Today felt like my own personal holiday. My teacher had cancelled class so the day was free, which really meant that I had a whole day to dedicate to schoolwork. It’s funny how that becomes such an opportunity when you’re older; it’s something I had not realized before. I drove around trying to find locations for shooting portraits, and with the extra time, I was able to travel prepared, with rolls of film and tripod plates, and lots of pages in my notebook for documenting my exposures. I have a special relationship with the notebooks I carry, up until the point at which we are separated, or I simply decide to stop writing in one. They are windows made of vellum and bounded by ordinary string, granting me visual access to the ideas that pass by throughout the day. The coordination of mind to hands and ink to paper is strengthened through repetition and becomes familiar to the point where questioning the outcome/results is irrelevant. Whether a project will work out or can be accepted as a good idea is not as important as the visible trail that is left to be observed. The doodles, the residue, all acquire a grounded permanence, not only existing on the pages but permeating the air – maintaining a connection between the brain and external world that is constant and fresh.
That connection had dissolved almost instantly when I was getting out of my car to photograph a grocery store in South Side. My short-term memory had been filled with friendly gas stations and the crumbly, faded business signs comforted by the warmth of the sun – I had no idea where my notebook was ! I must have checked every crevice within my car four times, even driving back to a house where I had trespassed to make a photo (perhaps I had dropped it on the gravel in the backyard). With a small sign bearing the words “No Soliciting, No Loitering, No Public Restrooms. Protected By Glock !!!” I was a little hesitant to knock on the door, but at the time my loss was more important. So when the shirtless owner answered and shook his head, I felt it only confirmed that I had lost my notebook and my mind for good. Rounding the corner in defeat, my car sped by the grassy walkways, transforming roadside details into a blur, except for one thing. About 100 feet from the house I spotted the overexposed test Polaroid of a box of milk and goldfish that I had taped to the back of my notebook. Before I knew it, my hazards were on and I was running back in the direction I had come.
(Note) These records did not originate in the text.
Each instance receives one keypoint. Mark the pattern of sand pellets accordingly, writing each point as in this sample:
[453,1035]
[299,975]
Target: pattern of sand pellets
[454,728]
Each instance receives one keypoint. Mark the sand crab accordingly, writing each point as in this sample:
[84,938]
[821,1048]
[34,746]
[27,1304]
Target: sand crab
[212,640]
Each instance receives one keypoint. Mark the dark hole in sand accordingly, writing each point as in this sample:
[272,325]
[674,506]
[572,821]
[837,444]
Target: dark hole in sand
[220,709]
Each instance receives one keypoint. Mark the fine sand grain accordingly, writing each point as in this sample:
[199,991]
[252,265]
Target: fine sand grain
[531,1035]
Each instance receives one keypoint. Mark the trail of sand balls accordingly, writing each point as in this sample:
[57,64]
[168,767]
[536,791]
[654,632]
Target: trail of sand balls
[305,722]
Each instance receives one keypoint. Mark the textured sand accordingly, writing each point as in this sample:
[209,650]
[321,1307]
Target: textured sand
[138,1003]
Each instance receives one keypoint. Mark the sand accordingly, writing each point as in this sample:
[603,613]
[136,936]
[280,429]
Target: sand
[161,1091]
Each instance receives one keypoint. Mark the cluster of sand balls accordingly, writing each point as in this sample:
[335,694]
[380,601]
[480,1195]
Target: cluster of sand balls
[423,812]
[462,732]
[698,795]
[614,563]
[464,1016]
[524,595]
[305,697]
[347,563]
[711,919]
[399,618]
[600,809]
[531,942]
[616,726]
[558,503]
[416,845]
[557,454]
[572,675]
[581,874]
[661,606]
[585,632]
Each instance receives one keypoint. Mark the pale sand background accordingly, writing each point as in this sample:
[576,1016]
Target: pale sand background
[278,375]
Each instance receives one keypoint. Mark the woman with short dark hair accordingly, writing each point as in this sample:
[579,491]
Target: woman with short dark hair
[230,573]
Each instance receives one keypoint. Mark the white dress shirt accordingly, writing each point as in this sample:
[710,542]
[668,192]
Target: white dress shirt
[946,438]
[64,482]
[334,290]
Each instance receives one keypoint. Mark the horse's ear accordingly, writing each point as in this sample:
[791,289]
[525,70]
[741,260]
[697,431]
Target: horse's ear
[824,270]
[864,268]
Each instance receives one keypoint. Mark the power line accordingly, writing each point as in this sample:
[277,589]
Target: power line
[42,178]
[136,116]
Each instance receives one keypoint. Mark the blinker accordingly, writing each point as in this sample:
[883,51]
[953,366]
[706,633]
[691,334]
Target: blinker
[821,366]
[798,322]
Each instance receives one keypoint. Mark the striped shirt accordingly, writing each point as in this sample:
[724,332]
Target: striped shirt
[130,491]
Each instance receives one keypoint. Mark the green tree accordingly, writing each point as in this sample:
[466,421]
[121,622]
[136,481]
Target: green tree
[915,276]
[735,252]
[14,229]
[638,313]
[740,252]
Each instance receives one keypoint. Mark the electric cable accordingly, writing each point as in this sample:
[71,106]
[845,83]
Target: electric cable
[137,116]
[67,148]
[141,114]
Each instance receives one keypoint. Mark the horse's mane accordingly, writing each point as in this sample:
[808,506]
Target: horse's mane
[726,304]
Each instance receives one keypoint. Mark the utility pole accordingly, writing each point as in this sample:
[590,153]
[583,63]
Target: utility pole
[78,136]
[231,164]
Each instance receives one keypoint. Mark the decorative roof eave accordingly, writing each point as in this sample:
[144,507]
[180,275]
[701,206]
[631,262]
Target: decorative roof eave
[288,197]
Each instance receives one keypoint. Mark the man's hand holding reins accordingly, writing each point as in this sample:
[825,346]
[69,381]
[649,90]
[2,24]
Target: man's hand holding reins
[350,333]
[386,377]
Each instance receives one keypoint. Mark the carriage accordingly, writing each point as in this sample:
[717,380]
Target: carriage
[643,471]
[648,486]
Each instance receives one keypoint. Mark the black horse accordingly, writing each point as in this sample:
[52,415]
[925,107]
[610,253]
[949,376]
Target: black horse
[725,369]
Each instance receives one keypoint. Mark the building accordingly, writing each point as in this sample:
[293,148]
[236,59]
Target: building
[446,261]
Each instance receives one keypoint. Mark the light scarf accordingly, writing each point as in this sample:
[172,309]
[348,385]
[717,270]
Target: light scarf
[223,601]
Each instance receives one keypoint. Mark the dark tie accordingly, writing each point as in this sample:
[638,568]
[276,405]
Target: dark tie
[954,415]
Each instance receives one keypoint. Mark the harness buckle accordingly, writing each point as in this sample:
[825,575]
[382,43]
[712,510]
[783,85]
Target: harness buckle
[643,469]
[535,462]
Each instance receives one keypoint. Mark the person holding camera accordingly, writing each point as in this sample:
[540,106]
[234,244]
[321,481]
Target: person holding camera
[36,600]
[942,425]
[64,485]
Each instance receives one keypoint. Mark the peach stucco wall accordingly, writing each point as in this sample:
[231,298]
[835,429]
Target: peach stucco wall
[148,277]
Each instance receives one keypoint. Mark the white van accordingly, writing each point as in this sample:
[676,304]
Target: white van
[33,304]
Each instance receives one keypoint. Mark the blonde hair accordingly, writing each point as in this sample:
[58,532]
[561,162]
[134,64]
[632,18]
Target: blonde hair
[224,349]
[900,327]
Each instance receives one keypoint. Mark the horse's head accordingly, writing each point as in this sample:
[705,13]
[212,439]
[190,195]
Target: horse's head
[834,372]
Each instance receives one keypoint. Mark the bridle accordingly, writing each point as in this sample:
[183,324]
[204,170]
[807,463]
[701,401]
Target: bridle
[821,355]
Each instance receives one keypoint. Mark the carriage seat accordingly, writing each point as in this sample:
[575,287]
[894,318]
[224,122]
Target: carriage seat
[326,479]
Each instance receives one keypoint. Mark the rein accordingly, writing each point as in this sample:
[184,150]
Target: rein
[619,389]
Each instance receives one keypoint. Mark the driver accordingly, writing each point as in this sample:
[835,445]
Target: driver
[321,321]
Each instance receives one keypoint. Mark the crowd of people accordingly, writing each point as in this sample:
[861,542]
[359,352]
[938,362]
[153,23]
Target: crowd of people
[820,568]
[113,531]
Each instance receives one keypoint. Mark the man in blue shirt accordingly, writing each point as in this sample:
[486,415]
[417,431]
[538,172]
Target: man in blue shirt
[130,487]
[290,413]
Needless to say I was startled and grateful that such an awful experience could end in my favor, but with everything I have ever lost that has come back to me, I recognized a slight change in the relationship between us. The fact that something so close and so personal had escaped into the unknown even for a brief moment, like a purse that was stolen or a lover gone astray, an event like that creates tension and anxiety that is somehow permanent, if not damaging. I have observed similar effects in the creation of work and the rediscovery that occurs after spending time apart. You love the material no less but are able to focus in a different way. I think it’s important to embrace the way minds shift, because that ‘re-connection’ may be stronger than the initial bond.